Die Vereinten Nationen haben das Uran-Tauschabkommen mit Iran begrüßt. Die Vermittlungen der Türkei und Brasiliens seien "ermutigend", sagte ein Sprecher von UN-Generalsekretär Ban Ki Moon. Die bereits verabschiedeten Resolutionen des UN-Sicherheitsrats müssten jedoch befolgt werden.

Iran hatte trotz der Vereinbarung angekündigt, weiter Uran anreichern zu wollen. Dieses Vorhaben verstößt gegen UN-Resolutionen. Ebendies kritisierten die USA. Die Absicht Irans, auch in Zukunft Uran anzureichern, stelle eine Verletzung von UN-Resolutionen dar, erklärte Präsidialamtssprecher Robert Gibbs.

Angesichts der wiederholten Weigerung der Islamischen Republik, Verpflichtungen nachzukommen, seien die USA und ihre Verbündeten unverändert besorgt. Sie sähen keinen Anlass zu einem Kurswechsel. Auf Vermittlung der Türkei und Brasiliens hatte sich Iran zu einem Uran-Austausch außerhalb des eigenen Staatsgebiets bereiterklärt.
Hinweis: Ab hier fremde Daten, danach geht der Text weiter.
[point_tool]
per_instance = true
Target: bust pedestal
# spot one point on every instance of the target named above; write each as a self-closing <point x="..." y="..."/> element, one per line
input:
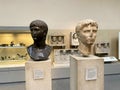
<point x="38" y="75"/>
<point x="86" y="73"/>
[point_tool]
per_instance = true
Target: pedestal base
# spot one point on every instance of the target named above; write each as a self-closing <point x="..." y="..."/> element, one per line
<point x="86" y="73"/>
<point x="38" y="75"/>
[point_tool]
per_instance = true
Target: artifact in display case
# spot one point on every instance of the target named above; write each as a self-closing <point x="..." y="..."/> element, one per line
<point x="73" y="39"/>
<point x="86" y="32"/>
<point x="62" y="56"/>
<point x="39" y="50"/>
<point x="13" y="54"/>
<point x="57" y="40"/>
<point x="102" y="49"/>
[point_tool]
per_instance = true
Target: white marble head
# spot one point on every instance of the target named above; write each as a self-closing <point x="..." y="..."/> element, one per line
<point x="86" y="32"/>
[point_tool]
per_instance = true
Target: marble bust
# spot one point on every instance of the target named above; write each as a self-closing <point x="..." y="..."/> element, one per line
<point x="86" y="32"/>
<point x="39" y="50"/>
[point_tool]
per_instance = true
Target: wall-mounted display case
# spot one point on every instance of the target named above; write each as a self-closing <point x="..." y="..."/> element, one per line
<point x="13" y="54"/>
<point x="62" y="56"/>
<point x="57" y="40"/>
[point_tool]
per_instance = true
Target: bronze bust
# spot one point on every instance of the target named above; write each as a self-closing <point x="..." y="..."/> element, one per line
<point x="39" y="50"/>
<point x="86" y="32"/>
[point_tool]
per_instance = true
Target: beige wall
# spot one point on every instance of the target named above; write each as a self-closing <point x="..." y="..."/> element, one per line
<point x="102" y="36"/>
<point x="60" y="14"/>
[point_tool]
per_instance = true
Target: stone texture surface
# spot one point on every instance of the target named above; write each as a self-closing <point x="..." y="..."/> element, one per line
<point x="78" y="67"/>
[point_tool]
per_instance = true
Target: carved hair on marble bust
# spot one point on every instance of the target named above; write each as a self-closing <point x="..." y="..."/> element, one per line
<point x="39" y="50"/>
<point x="86" y="32"/>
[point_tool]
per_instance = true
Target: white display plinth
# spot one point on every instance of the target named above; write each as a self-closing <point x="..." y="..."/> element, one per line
<point x="86" y="73"/>
<point x="38" y="75"/>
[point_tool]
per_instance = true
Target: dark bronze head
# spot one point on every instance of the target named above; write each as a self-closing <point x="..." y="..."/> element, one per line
<point x="38" y="30"/>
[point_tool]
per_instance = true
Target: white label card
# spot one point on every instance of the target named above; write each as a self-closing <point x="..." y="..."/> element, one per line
<point x="91" y="73"/>
<point x="38" y="74"/>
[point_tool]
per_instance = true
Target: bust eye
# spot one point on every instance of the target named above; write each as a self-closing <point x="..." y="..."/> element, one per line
<point x="86" y="31"/>
<point x="94" y="31"/>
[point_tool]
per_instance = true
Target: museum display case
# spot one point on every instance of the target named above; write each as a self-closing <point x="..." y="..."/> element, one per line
<point x="57" y="40"/>
<point x="13" y="55"/>
<point x="62" y="56"/>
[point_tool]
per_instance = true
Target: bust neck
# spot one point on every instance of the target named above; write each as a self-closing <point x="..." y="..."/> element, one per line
<point x="39" y="44"/>
<point x="85" y="50"/>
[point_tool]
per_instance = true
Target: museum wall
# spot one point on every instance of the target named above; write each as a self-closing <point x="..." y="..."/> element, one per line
<point x="60" y="14"/>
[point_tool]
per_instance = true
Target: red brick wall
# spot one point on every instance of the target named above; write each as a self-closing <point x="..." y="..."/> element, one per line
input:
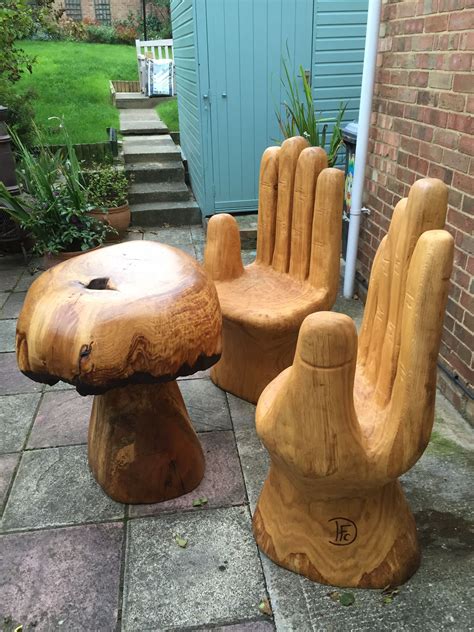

Der mutmaßliche NS-Kriegsverbrecher John Demjanjuk ist wegen Herzproblemen in ein Krankenhaus gebracht worden. Der 90-Jährige habe sich nach eigenen Angaben vor Verhandlungsbeginn unwohl gefühlt und sei daraufhin von einem Arzt untersucht worden, teilte ein Sprecher des Landgerichts München mit. Der Mediziner habe dann entschieden, dass eine Untersuchung in einer Klinik sinnvoll sei. Offen blieb zunächst, ob Demjanjuk womöglich verhandlungsunfähig ist.

Dem Gerichtssprecher zufolge war zunächst weiter geplant, die Hauptverhandlung am Mittwoch fortzusetzen. Demjanjuk muss sich seit November vor dem Münchner Gericht wegen Beihilfe zum Mord in 27.900 Fällen verantworten, weil er im Jahr 1943 im NS-Vernichtungslager Sobibor KZ-Wächter gewesen sein soll. Im April hatte er die Anklagevorwürfe in einer von seinem Anwalt verlesenen Erklärung als falsch bezeichnet. Bei einer Verurteilung drohen dem gebürtigen Ukrainer bis zu fünfzehn Jahre Haft.